Live Looking Forward
“Pedal pedal pedal!” my dad shouted to me as he let go of the back of my banana seat and gave me a big thrust forward. My dad taught me to ride a beautiful yellow bicycle with white streamers over 40 years ago, and I remember it as if it were yesterday. It was a weekend morning and with him by my side, over the course of an hour or so, my emotions went from wobbly fear to pure confidence.
I got off the bike a different child than the one who had gotten on it. I had tasted freedom and it was exhilarating. With my chest puffed up and what felt like was going to be a permanent grin on my face, I knew that I could achieve anything I ever wanted as long as I wanted it enough.
That confidence stayed with me through college, moving abroad to learn Spanish, and getting my first corporate job back in the States.
But at times it has waned, like 15 years ago when my husband Randy introduced me to a new kind of biking—mountain biking.
It was definitely not love at first sight.
We had just moved to Colorado and I quickly and painfully learned that riding a bike on a mountain trail was very different than road riding. Regardless of whether I was going uphill or downhill, staying upright on steep rocky trails approximately the width of the bike I was on, took every ounce of focus I had.
There were moments of frustration and overwhelm.
Randy would tell you that during one of our initial forays in the most gorgeous of settings I may have thrown my bike in anger with tears streaming down my face and awkward profanity coming out of my mouth.
I remember my head being full of all kinds of victimizing sentences—that mountain biking was too hard for me, that Randy wasn’t supportive enough, that I wasn’t on the right bike—thoughts that felt true in the moment but weren’t.
I remember I wanted to give up.
But I didn’t.
Fast forward to today and mountain biking is one of my most simple pleasures in life.
Getting on my mountain bike gets me away from distractions, long lists of should-dos that seem important, but aren’t, as they’re creating a gap between the life I choose to live and the life I want to live.
And the life I want to live?
It’s not complicated. It’s a simple rich existence of intentional together time with Randy and our two grade-school boys. And it’s showing up for and serving my clients who are facing their own obstacles and wanting to learn how to move through them.

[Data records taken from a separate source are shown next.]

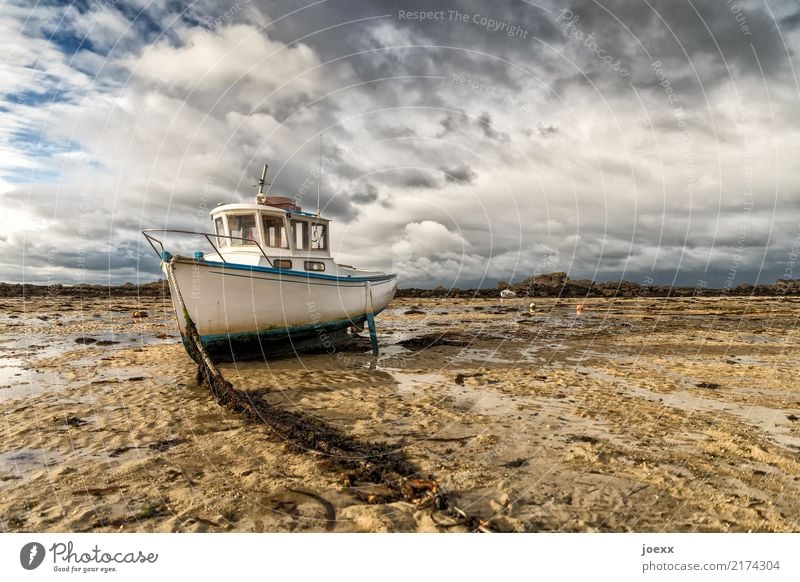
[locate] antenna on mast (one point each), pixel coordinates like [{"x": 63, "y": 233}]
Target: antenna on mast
[
  {"x": 319, "y": 172},
  {"x": 260, "y": 197}
]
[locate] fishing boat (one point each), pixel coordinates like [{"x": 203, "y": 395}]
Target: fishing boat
[{"x": 265, "y": 283}]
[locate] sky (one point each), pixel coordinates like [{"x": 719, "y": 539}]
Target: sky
[{"x": 463, "y": 142}]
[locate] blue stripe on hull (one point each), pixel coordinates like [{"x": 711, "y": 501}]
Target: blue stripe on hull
[
  {"x": 289, "y": 273},
  {"x": 274, "y": 341}
]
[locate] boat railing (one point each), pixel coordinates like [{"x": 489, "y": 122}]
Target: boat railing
[{"x": 207, "y": 235}]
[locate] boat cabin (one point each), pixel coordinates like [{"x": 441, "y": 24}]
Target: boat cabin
[{"x": 289, "y": 238}]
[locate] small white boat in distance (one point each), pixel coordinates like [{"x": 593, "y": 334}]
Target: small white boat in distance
[{"x": 265, "y": 283}]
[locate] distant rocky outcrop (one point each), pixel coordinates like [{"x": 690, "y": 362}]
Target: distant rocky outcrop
[
  {"x": 546, "y": 285},
  {"x": 155, "y": 289},
  {"x": 558, "y": 284}
]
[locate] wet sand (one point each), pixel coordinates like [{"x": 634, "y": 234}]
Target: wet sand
[{"x": 642, "y": 415}]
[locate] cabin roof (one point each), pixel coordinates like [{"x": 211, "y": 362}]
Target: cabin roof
[{"x": 253, "y": 206}]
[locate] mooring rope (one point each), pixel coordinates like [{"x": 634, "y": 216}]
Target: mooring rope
[{"x": 374, "y": 464}]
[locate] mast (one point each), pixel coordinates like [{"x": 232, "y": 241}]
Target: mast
[
  {"x": 319, "y": 171},
  {"x": 260, "y": 197}
]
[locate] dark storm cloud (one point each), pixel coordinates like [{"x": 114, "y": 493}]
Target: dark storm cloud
[{"x": 460, "y": 175}]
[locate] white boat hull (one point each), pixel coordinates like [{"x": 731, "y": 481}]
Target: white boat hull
[{"x": 235, "y": 307}]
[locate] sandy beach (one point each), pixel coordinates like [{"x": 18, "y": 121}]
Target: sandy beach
[{"x": 643, "y": 414}]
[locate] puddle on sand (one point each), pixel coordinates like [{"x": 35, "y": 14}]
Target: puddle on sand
[
  {"x": 17, "y": 381},
  {"x": 465, "y": 398},
  {"x": 21, "y": 463}
]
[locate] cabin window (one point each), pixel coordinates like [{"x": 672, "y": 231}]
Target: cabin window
[
  {"x": 274, "y": 232},
  {"x": 319, "y": 237},
  {"x": 243, "y": 226},
  {"x": 220, "y": 228},
  {"x": 300, "y": 234}
]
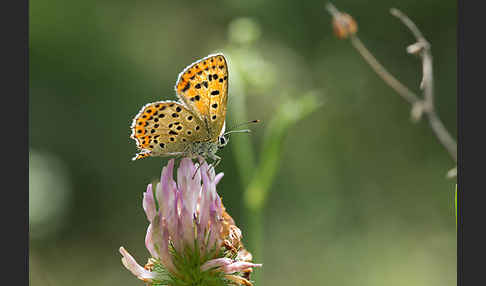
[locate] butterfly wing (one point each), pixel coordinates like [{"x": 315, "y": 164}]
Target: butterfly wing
[
  {"x": 165, "y": 128},
  {"x": 203, "y": 87}
]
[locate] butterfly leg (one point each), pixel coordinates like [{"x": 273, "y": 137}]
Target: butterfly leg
[{"x": 216, "y": 159}]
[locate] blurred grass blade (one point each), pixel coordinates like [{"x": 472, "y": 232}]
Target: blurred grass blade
[
  {"x": 289, "y": 113},
  {"x": 455, "y": 203}
]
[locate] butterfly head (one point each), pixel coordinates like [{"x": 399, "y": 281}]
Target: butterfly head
[{"x": 223, "y": 141}]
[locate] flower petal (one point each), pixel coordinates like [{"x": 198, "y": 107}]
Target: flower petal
[
  {"x": 218, "y": 262},
  {"x": 149, "y": 203},
  {"x": 153, "y": 238},
  {"x": 238, "y": 266},
  {"x": 131, "y": 264}
]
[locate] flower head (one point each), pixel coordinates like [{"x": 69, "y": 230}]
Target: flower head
[{"x": 191, "y": 238}]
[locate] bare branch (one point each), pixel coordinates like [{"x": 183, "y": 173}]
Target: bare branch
[
  {"x": 419, "y": 106},
  {"x": 402, "y": 90}
]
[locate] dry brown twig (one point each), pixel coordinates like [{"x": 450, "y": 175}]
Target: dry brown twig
[{"x": 345, "y": 27}]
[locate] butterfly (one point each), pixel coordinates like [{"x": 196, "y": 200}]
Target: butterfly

Over the years I’ve collected my share of scrapes and bruises and sprained wrists and broken bones—literally, and mostly stemming from time on my bike.
So why do I keep getting on it?
Because when I’m on the bike I’m focused on the trail in front of me, and all of my worries disappear.
Any resistance I’m harboring melts within a few minutes of the ride. Thoughts that my life should be one way or another, when it’s not, dissipate.
With each deep inhale my heart fills with abundance—and I’m reminded that my life shouldn’t be any other way than the way it is. Time on the bike always gifts me with clarity, hope and drive. It keeps me present and feeling alive.
And now mountain biking has become an anchor for our family of four.
Randy and I affectionately named our two boys “Crash” and “Smash” years ago when they were first learning how to ride bikes.
Today as 9 and 11-year-olds I can barely keep up with them.
They’re on their own mountain bikes, with their own stories of what their bikes mean to them.
At the start of each ride, Randy and I tell the boys to stay present to what’s in front of them. And that looking too far up the path can be distracting or even paralyzing—we’re going to ride to the top of that peak? not a chance!
And even though they’ve heard it a hundred times, we still often chorus, look where you want to go! And don’t look where you don’t want to go!
Because in biking, as in life, where you look is where you go.
Randy and I also tell the boys to stick to their line, meaning that we want them to commit to the path they chose to get over whatever rock or tree root obstacles are in their way of reaching their goal.
And we’ve realized that both on and off the bike, there are lots of lines but some are better than others.
Speed is also key.
If the boys go too fast, they’ll feel out of control and be scared.
Yet if they go too slow, they may fall over or come to a full stop, and not make any progress. Another downfall of going too slow? On an uphill, initially, it’s really hard to get back on and keep the bike upright.
So it takes some experimenting to find the right momentum to make the trail flow.
Both on and off the bike, the trail is always changing, but the direction we’re facing, never does. We ride looking forward (but not too far forward) and we live looking forward. And life feels light.
What about you?
Are you creating the momentum in life that you want?
Is there a change you’d like to make?
If so, start by living, looking forward.
And know that if you love your ride—the line you take and the speed you go—you’ll love your results.